Re: emacs complains about encoding?

2012-06-02 Thread Adam Wolfe Gordon
On Wed, May 23, 2012 at 4:15 AM, Michal Sojka sojk...@fel.cvut.cz wrote:
 I think the current plan is to use the same decoding lookup table that
 notmuch-show is using in reply too.

 Which table do you refer to? notmuch-show-handlers-for?

Yep, that looks like the right thing.

I've been particularly busy with work and other things lately, so I
haven't had time to get this change done. If someone else wants to
work on this I'll be happy to review it; otherwise I'll try to get it
done in the next few weeks.
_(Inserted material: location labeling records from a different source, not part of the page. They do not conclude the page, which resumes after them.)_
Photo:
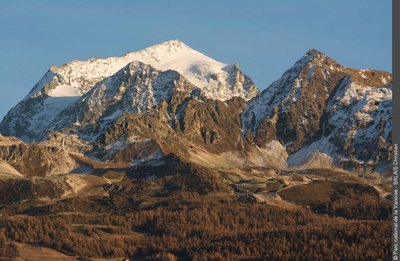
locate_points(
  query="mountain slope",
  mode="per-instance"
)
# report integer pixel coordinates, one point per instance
(342, 110)
(64, 85)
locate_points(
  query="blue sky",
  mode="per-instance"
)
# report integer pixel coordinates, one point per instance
(264, 36)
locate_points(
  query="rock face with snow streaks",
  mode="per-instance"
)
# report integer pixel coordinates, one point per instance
(170, 99)
(62, 86)
(320, 110)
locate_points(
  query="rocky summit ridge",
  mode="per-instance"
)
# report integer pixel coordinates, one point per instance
(169, 99)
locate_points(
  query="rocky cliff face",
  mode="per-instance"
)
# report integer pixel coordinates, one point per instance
(319, 106)
(172, 100)
(62, 86)
(35, 159)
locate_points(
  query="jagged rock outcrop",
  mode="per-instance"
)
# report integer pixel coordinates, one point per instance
(319, 106)
(62, 86)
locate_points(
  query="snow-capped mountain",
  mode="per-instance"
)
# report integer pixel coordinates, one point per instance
(324, 113)
(136, 88)
(62, 86)
(169, 98)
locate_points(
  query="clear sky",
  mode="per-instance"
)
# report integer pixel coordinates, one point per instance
(264, 36)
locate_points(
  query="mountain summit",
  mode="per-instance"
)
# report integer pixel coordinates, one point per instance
(62, 86)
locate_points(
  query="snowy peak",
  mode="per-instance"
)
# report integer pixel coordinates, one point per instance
(77, 77)
(62, 86)
(343, 113)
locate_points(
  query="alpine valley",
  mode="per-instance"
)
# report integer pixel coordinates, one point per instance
(165, 154)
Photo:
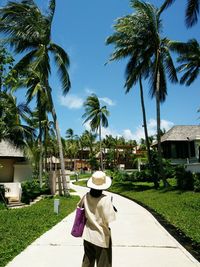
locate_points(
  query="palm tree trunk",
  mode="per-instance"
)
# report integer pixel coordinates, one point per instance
(65, 179)
(145, 122)
(156, 185)
(161, 170)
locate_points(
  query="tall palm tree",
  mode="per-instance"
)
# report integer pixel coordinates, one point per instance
(152, 56)
(11, 116)
(29, 30)
(191, 13)
(97, 117)
(126, 45)
(188, 59)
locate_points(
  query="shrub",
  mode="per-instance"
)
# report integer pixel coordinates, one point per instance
(196, 177)
(31, 190)
(2, 192)
(185, 180)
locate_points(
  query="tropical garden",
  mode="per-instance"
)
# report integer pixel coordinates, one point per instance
(171, 193)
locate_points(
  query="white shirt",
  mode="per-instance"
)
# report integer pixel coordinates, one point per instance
(99, 213)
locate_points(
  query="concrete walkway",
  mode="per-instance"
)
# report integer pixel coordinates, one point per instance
(138, 241)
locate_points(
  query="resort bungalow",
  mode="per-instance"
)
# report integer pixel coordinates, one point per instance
(181, 144)
(13, 170)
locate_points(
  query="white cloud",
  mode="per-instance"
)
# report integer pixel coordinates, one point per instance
(71, 101)
(104, 131)
(152, 129)
(107, 100)
(89, 91)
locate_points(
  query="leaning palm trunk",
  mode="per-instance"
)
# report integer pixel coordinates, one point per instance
(161, 170)
(62, 164)
(146, 135)
(145, 122)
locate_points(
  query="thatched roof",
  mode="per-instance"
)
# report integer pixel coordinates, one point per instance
(182, 133)
(9, 150)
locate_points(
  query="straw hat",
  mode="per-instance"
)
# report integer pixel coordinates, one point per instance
(99, 181)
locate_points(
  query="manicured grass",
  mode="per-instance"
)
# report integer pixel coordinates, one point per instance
(20, 227)
(178, 211)
(181, 209)
(80, 176)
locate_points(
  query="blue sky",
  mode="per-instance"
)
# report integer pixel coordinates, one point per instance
(81, 28)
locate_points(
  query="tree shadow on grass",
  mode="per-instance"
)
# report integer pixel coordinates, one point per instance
(120, 187)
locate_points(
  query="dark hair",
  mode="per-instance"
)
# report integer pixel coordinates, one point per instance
(95, 192)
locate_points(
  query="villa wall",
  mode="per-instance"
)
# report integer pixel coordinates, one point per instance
(22, 172)
(6, 170)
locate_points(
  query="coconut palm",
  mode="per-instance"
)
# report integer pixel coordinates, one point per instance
(191, 13)
(96, 115)
(11, 116)
(126, 45)
(152, 58)
(189, 60)
(28, 29)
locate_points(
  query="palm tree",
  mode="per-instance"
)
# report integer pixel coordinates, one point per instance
(30, 30)
(126, 45)
(11, 116)
(189, 60)
(153, 59)
(97, 117)
(191, 13)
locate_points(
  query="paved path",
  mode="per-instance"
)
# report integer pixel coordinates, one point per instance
(138, 241)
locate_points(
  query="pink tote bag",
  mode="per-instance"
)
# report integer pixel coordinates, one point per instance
(79, 222)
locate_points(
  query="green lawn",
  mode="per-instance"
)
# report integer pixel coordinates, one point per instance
(173, 207)
(20, 227)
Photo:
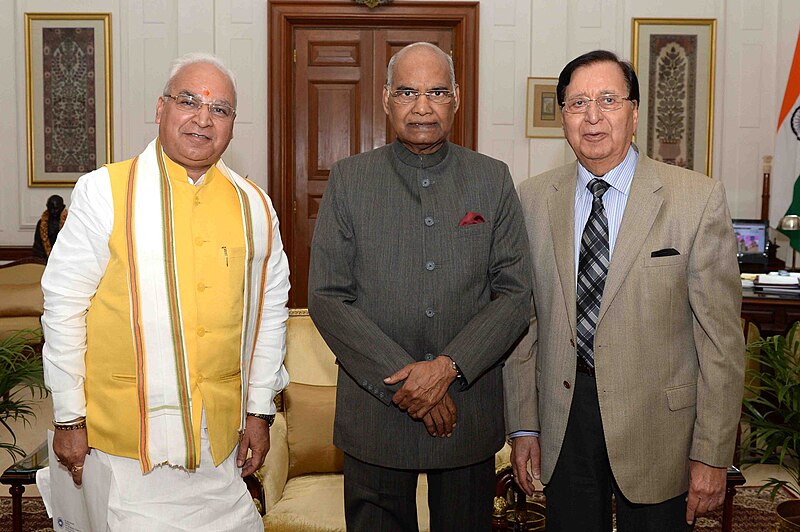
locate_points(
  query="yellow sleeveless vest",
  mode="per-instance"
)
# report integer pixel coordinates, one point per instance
(210, 251)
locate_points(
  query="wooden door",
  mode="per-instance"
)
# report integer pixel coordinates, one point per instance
(330, 102)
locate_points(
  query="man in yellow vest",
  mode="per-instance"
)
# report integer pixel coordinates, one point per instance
(165, 319)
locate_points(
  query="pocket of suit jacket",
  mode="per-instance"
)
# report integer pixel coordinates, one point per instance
(664, 260)
(681, 397)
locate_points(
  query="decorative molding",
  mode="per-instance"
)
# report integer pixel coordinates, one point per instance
(372, 3)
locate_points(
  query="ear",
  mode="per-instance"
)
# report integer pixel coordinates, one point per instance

Tomi's gnus-decoded fix went into 0.13.1
anyway, so I don't think the rest is particularly urgent.

-- Adam
___
notmuch mailing list
notmuch@notmuchmail.org
http://notmuchmail.org/mailman/listinfo/notmuch


Re: emacs complains about encoding?

2012-05-23 Thread Michal Sojka
Tomi Ollila tomi.oll...@iki.fi writes:
 Michal Sojka sojk...@fel.cvut.cz writes:

 Hello Adam,

 Adam Wolfe Gordon awg+notm...@xvx.ca writes:
 It turns out it's actually not the emacs side, but an interaction
 between our JSON reply format and emacs.

 The JSON reply (and show) code includes part content for all text/*
 parts except text/html. Because all JSON is required to be UTF-8, it
 handles the encoding itself, puts UTF-8 text in, and omits a
 content-charset field from the output. Emacs passes on the
 content-charset field to mm-display-part-inline if it's available, but
 for text/plain parts it's not, leaving mm-display-part-inline to its
 own devices for figuring out what the charset is. It seems
 mm-display-part-inline correctly figures out that it's UTF-8, and puts
 in the series of ugly \nnn characters because that's what emacs does
 with UTF-8 sometimes.

 In the original reply stuff (pre-JSON reply format) emacs used the
 output of notmuch reply verbatim, so all the charset stuff was handled
 in notmuch. Before f6c170fabca8f39e74705e3813504137811bf162, emacs was
 using the JSON reply format, but was inserting the text itself instead
 of using mm-display-part-inline, so emacs still wasn't trying to do
 any charset manipulation. Using mm-display-part-inline is desirable
 because it lets us handle non-text/plain (e.g. text/html) parts
 correctly in reply, and makes the display more consistent (since we
 use it for show). But, it leads to this problem.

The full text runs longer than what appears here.